During his trip he also visited Australia and painted a piece of art outside in Sydney, Adelaide and Melbourne, stating that painting outdoors is his best form of advertising. DAC employed a stencil and spray paint technique to create the mural Shinka, as part of the Little Rundle Street Art Project, in Adelaide.
He specialises in large-scale portraits, often of women in masks, and in the one selected from Adelaide he uses his characteristic technique of mixing traditional cultural dress with western fashion, as well as black and white forms that are punctuated with vivid splashes of colour.
World famous National Trust rope bridge in Antrim cut by vandals
One of Antrim’s best-known tourist attractions is now reopened after it was made unsafe by vandals. Carrick-a-Rede rope bridge connects two cliffs off Ballintoy at almost 100 ft (30m) over sea level. It was first erected there by fishermen in 1755.
It was closed overnight as hundreds of visitors were turned away, and the National Trust said that the ‘mindless’ act of vandalism could have had ‘very dangerous consequences’.
“We’re thankful to get the engineers up on site so promptly this afternoon and work through the process of getting it repaired,” Frank Devlin of the National Trust told BBC Radio Ulster’s Evening Extra on Wednesday.

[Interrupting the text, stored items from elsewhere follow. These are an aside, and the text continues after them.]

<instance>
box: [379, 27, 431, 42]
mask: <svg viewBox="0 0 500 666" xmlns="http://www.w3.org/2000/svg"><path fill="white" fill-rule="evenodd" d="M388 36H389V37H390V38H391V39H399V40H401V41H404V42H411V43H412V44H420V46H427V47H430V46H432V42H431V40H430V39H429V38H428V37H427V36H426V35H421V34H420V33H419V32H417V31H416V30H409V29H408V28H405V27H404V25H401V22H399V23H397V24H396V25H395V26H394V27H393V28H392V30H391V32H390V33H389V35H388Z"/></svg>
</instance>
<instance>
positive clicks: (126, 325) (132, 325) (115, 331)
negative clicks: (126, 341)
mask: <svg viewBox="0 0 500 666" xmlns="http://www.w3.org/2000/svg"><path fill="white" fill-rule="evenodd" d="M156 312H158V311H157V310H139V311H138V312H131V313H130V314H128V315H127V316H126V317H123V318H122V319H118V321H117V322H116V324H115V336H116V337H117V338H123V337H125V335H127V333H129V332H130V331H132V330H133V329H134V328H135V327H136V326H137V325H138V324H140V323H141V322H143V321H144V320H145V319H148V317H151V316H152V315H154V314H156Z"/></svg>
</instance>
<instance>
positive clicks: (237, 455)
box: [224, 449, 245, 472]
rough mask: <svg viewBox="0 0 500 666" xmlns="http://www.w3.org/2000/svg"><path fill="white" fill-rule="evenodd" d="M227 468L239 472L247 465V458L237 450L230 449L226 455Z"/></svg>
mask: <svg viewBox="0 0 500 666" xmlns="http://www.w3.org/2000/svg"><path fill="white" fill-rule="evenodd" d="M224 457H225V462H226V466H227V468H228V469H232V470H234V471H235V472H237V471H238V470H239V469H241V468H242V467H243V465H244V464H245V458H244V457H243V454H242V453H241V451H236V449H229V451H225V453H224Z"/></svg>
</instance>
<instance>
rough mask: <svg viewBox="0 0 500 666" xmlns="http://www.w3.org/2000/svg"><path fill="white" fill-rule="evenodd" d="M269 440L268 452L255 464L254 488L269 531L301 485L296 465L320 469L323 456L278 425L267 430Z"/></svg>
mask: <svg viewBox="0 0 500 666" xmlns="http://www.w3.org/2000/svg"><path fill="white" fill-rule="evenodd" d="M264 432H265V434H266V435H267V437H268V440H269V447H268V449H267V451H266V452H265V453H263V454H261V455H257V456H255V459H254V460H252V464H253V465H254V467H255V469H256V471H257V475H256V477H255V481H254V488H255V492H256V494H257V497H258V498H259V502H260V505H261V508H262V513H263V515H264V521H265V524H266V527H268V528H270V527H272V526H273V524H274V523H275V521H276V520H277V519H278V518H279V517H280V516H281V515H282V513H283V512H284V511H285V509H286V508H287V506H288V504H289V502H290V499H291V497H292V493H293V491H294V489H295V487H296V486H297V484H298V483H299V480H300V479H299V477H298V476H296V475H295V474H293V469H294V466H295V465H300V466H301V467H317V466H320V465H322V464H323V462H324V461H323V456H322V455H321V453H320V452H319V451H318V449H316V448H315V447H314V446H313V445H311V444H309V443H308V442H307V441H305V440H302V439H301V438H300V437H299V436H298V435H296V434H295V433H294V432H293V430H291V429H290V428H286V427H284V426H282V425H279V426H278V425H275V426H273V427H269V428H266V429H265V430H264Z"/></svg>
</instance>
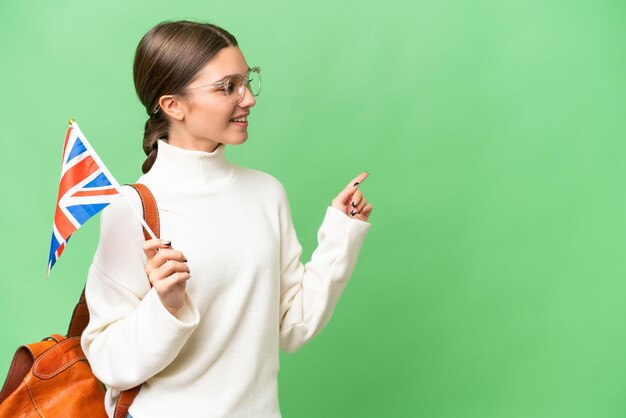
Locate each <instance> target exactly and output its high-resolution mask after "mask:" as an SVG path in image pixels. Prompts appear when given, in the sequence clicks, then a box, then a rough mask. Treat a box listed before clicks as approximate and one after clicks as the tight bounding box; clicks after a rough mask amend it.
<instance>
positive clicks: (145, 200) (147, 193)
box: [129, 183, 161, 241]
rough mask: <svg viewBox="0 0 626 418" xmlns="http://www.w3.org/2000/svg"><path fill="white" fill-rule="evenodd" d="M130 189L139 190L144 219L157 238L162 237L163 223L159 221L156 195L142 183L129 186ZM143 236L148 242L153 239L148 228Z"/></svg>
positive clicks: (143, 228) (145, 230)
mask: <svg viewBox="0 0 626 418" xmlns="http://www.w3.org/2000/svg"><path fill="white" fill-rule="evenodd" d="M129 186H130V187H132V188H133V189H135V190H137V193H139V197H140V198H141V207H142V208H143V218H144V219H145V220H146V223H147V224H148V226H149V227H150V229H152V232H154V235H156V237H157V238H160V237H161V221H160V220H159V210H158V208H157V204H156V200H155V198H154V195H153V194H152V192H151V191H150V189H148V187H147V186H146V185H144V184H141V183H135V184H129ZM143 236H144V238H145V239H146V241H147V240H149V239H152V237H151V236H150V234H149V233H148V231H146V228H143Z"/></svg>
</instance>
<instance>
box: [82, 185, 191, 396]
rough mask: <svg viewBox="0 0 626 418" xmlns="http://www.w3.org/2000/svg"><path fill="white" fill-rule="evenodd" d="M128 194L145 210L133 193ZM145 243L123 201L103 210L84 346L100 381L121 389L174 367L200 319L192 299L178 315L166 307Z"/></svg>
mask: <svg viewBox="0 0 626 418" xmlns="http://www.w3.org/2000/svg"><path fill="white" fill-rule="evenodd" d="M125 189H127V188H125ZM131 190H132V189H131ZM126 194H127V196H128V197H129V199H130V200H131V202H132V204H134V205H136V206H139V208H140V207H141V206H140V203H139V197H138V196H137V194H136V193H134V191H133V192H127V193H126ZM139 213H141V209H139ZM142 244H143V234H142V232H141V225H140V223H139V221H138V219H137V217H136V215H135V214H134V213H133V212H132V210H131V208H130V207H129V206H128V203H127V202H125V201H124V199H119V200H117V201H115V202H114V203H112V204H111V205H109V206H108V207H106V208H105V209H104V211H103V212H102V215H101V218H100V242H99V245H98V248H97V250H96V254H95V256H94V259H93V263H92V265H91V267H90V269H89V274H88V277H87V285H86V290H85V296H86V298H87V303H88V306H89V316H90V319H89V324H88V325H87V328H86V329H85V331H84V332H83V335H82V340H81V344H82V348H83V351H84V352H85V355H86V357H87V359H88V360H89V363H90V365H91V368H92V370H93V372H94V374H95V375H96V377H98V379H100V381H102V382H103V383H104V384H106V385H107V386H110V387H113V388H115V389H118V390H125V389H128V388H131V387H134V386H137V385H139V384H141V383H143V382H145V381H146V380H148V379H149V378H150V377H152V376H154V375H155V374H157V373H158V372H160V371H161V370H163V369H164V368H165V367H166V366H167V365H169V364H170V363H171V362H172V361H173V360H174V358H175V357H176V356H177V354H178V353H179V351H180V350H181V348H182V347H183V345H184V344H185V342H186V341H187V339H188V338H189V336H190V334H191V332H192V331H193V329H194V328H195V326H196V325H197V324H198V320H199V313H198V310H197V308H196V307H195V306H194V304H193V302H192V301H191V299H190V298H189V297H188V295H187V298H186V303H185V305H184V307H183V308H182V309H181V310H180V311H179V313H178V314H177V315H176V317H174V316H172V315H171V314H170V313H169V312H168V311H167V309H166V308H165V307H164V306H163V304H162V303H161V300H160V298H159V296H158V294H157V293H156V291H155V289H154V288H150V283H149V281H148V279H147V277H146V273H145V271H144V268H145V265H146V261H147V260H146V256H145V254H144V252H143V248H142Z"/></svg>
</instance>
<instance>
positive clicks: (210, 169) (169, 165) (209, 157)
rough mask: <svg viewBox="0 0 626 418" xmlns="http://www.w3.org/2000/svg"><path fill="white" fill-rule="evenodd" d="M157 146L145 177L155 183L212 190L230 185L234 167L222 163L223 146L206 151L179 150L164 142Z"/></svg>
mask: <svg viewBox="0 0 626 418" xmlns="http://www.w3.org/2000/svg"><path fill="white" fill-rule="evenodd" d="M157 143H158V153H157V158H156V160H155V162H154V164H153V166H152V168H151V169H150V171H149V172H148V175H149V176H150V177H153V178H154V179H155V180H158V181H159V182H162V183H168V184H172V185H175V186H176V187H177V188H185V186H189V187H191V188H194V189H196V188H200V189H203V190H207V189H211V190H213V189H217V188H221V187H222V186H224V185H226V184H228V183H230V181H231V180H232V179H233V177H234V175H235V165H234V164H233V163H231V162H229V161H228V160H226V156H225V153H224V152H225V148H226V146H225V145H224V144H220V145H218V147H217V148H216V149H215V150H214V151H213V152H207V151H193V150H188V149H184V148H180V147H177V146H174V145H170V144H168V143H167V142H166V141H165V140H158V141H157Z"/></svg>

“Tourism is such an important part of the economy here in Northern Ireland. The potential for the bridge to have been out of action for much longer was very high.
“Thankfully, due to the vigilance of our staff at the site, we picked up the damage before anyone had access to the bridge.”
Last year, the National Trust recorded its highest ever number of visitors to the attraction leading to the organisation having to implement timed tickets to deal with queuing crowds.